Us Debt Held By China Drops To Lowest In 12 Years
The total U.S. debt held by China has reportedly dropped to its lowest rate in 12 years, according to data released by the Treasury Department.
The data published Monday found that Chinas holding of U.S. debt dropped to $980.8 billion in May, down $23 billion since April.
As of now, Japan is the leading holder of U.S. debt, with $1.2 trillion, data noted.
CNBC reported that this is the first time since 2010 that Chinas debt holding has fallen below the $1 trillion mark. The news outlet added that the drop can be attributed to Chinas government working on issues to diversify its foreign debt portfolio.

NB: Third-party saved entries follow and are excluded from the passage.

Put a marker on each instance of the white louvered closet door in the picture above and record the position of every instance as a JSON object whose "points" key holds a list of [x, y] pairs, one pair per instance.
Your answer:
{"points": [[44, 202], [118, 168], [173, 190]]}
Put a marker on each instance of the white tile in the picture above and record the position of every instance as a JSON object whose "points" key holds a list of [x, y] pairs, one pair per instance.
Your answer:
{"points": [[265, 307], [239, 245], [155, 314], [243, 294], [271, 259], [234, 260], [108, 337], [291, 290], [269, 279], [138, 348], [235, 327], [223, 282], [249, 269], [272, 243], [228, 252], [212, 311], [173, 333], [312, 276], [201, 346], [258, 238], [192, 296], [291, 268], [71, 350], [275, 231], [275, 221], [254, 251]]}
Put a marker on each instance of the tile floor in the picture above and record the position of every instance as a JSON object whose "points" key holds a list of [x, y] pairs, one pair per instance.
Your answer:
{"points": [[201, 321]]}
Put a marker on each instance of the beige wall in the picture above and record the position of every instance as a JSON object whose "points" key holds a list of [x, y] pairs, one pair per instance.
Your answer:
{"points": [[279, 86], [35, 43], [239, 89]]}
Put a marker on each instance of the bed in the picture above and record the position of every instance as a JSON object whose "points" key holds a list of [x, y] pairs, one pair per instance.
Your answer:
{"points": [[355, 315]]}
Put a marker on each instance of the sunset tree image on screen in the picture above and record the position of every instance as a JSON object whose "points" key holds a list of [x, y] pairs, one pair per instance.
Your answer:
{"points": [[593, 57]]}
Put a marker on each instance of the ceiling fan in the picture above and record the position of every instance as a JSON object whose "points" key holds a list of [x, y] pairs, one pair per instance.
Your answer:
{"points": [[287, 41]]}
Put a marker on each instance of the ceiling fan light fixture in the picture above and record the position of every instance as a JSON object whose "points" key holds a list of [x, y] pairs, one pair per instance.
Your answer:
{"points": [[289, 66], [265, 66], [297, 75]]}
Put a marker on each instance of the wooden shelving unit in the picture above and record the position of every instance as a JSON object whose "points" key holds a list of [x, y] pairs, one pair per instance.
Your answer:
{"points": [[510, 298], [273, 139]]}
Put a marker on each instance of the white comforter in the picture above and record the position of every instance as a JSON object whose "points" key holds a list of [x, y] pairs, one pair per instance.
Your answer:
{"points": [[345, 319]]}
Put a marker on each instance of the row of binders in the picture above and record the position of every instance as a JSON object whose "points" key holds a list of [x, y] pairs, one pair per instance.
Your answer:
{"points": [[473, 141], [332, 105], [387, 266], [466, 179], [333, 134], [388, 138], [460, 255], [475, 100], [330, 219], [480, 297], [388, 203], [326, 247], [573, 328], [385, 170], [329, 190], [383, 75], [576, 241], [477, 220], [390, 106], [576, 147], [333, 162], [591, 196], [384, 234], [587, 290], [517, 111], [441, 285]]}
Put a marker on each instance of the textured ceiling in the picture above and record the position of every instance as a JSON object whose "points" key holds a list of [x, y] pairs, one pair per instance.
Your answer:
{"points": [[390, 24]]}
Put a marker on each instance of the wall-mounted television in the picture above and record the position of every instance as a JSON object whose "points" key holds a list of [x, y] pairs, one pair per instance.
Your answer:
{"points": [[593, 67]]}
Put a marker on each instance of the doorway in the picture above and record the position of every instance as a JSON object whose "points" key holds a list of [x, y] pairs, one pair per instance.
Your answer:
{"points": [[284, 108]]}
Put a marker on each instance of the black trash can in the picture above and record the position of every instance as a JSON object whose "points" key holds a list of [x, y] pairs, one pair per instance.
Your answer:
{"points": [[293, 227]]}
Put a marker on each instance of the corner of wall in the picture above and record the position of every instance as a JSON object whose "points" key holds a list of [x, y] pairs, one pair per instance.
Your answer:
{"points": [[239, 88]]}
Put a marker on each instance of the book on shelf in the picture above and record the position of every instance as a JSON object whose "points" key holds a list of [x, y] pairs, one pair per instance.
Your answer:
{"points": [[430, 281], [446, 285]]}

The new data release comes as the Federal Reserve has been raising interest rates to curb the rise of inflation in the U.S.
Last month, the Fed issued a 0.75 percentage point hike in interest rates, the largest increase in nearly 30 years.
Speaking at a Senate Banking Committee hearing, Federal Reserve Chairman Jerome Powell acknowledged that the recent battle with inflation could tip the country into another recession.